Without orientation, deployments of Python applications can be tiresome and even painful. This talk attempts to replace anxiety and pain through informed annoyance.

This talk is from 2013 and while I stand with everything I say, the world of deployments has changed.

Please have a look at my 2018 talk How to Write Deployment-friendly Applications that was written after the invention of Docker and 12 Factor App.

So far, I’ve held it at PyCon US 2013. And again in a revised and expanded form at EuroPython 2013 in Florence.

Slides: PyCon US 2013, EuroPython 2013.

Solid Python Deployments for Everybody – EuroPython 2013

Intro

Is all fun and game until you are need of put it in production.

DevOps Borat, Tweet
  • Me on Twitter and GitHub.
  • My generous employer Variomedia AG. Get your domains there if you speak German.
  • The concept of “Simple != Easy” is excellently elaborated by Rich Hickey – the inventor of Clojure – in this InfoQ-Talk. He did a shorter version at RailsConf 2012.
  • The origin of Dijkstra’s quote is EWD 498.

Development

  • If you don’t know about Vagrant, you have to look into it now. PyCharm even has direct support for this style of development.

  • If you’re on a Mac, you need Dash.app. It’s all your APIs just a key press away.

    You press your global hotkey and start typing. Dash searches your docsets and presents you the results:

    Dash.app in action.
    Dash.app in action.

    I seriously couldn’t live without it anymore. And for all your Python API docs needs there’s doc2dash by yours truly: convert any Sphinx or pydoctor (Twisted!) docs into a dash docset.

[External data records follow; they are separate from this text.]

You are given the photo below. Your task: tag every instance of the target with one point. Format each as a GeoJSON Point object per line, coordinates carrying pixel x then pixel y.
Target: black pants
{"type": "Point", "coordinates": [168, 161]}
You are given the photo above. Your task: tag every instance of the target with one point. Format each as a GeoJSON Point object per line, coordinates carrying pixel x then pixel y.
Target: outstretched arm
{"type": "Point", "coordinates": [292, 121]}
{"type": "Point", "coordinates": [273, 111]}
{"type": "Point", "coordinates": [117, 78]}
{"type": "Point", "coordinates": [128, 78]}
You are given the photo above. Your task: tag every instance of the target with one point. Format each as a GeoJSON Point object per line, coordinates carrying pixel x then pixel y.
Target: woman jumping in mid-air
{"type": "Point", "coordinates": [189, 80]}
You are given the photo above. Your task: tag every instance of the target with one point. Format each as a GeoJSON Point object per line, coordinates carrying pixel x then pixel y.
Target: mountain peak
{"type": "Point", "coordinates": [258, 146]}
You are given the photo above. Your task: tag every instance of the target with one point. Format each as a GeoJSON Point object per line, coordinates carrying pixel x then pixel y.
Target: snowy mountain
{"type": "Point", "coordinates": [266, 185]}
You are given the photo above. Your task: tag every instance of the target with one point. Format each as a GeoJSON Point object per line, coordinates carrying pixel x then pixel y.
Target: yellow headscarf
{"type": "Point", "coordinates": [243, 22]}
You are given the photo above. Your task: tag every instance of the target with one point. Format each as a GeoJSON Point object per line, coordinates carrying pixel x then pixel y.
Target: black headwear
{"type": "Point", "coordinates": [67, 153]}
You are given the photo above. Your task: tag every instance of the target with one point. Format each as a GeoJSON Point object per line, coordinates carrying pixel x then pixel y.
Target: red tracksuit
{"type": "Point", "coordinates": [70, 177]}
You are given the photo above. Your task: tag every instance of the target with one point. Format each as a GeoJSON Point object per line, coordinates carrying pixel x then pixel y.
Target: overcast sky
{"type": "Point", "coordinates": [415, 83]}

    There are alternatives for Linux, Windows, and Emacs.

Ancient Python

  • The mentioned requests “bug” on GitHub.
  • If you don’t want to build yourself, others have already.
  • Red Hat even officially unveiled a collection of up-to-date software for RHEL 6. Including Python 2.7 and 3.3.
  • If you can’t install anything on your servers but don’t want to change your job, you may want to look into PyRun.
  • The solution to corporate bullshit.

Virtual Environments

Before you start, add

[install]
download-cache = ~/.pip/download_cache

to your ~/.pip/pip.conf so each version gets downloaded only once. Alternatively use the --download/--find-links combo. Since PyPI moved to a CDN, do not use the pip option --use-mirrors/-M anymore, it’s slower.

  • Your tools of trade: virtualenv, virtualenvwrapper and pip.
  • I used activate to keep my slides short, but don’t use it yourself. Just use direct paths to the Python tools inside of the virtualenv directory.
  • Do run a private PyPI mirror. For example devpi. Don’t make the success of your deployments dependent on a third party.
  • py.test is my favorite testing tool.
  • Vincent goes into further detail, why you should pin you packages hard.
  • He also wrote pip-tools to keep your virtualenv up-to-date. Recently, pip gained the list -o option that serves a similar purpose.
  • Semantic Versioning, or SemVer is a set of promises how version numbers affect compatibility. It’s well-intentioned but nothing to rely on.
  • Mozilla Services doesn’t like virtualenvs, but they still don’t use packages by their distribution, pin their dependencies and have only one Python app per server.

Packaging

  • My blog post on Python deployments with native packages.
  • Fabric & git are awesome. But IMHO not for deployments.
  • FPM makes building native packages a non-issue.
  • It’s awesome to abuse your building pipeline and compile LESS and SASS to CSS, and CoffeeScript to JavaScript. How about collecting your Django static files and building your translation catalogs?
  • Afterward, use YUI Compressor to make it smaller and add cache busting tags to load it only once.
  • parcel tries to come up with a generic solution based on my blog article.

Alternative Approaches

  • Dan Bravender disagrees politely with me.
  • Some people swear by buildout. It seems like a valid alternative for building virtualenvs before packaging them. The usage in-place on production servers suffers from the usual shortcomings of too many moving parts.
  • YADT is also an ambitious approach to deployments.

Configuration Management

Pick your poison, they’re all complex and painful. You’ll have to plan ahead. And then realize you planned wrong and refactor.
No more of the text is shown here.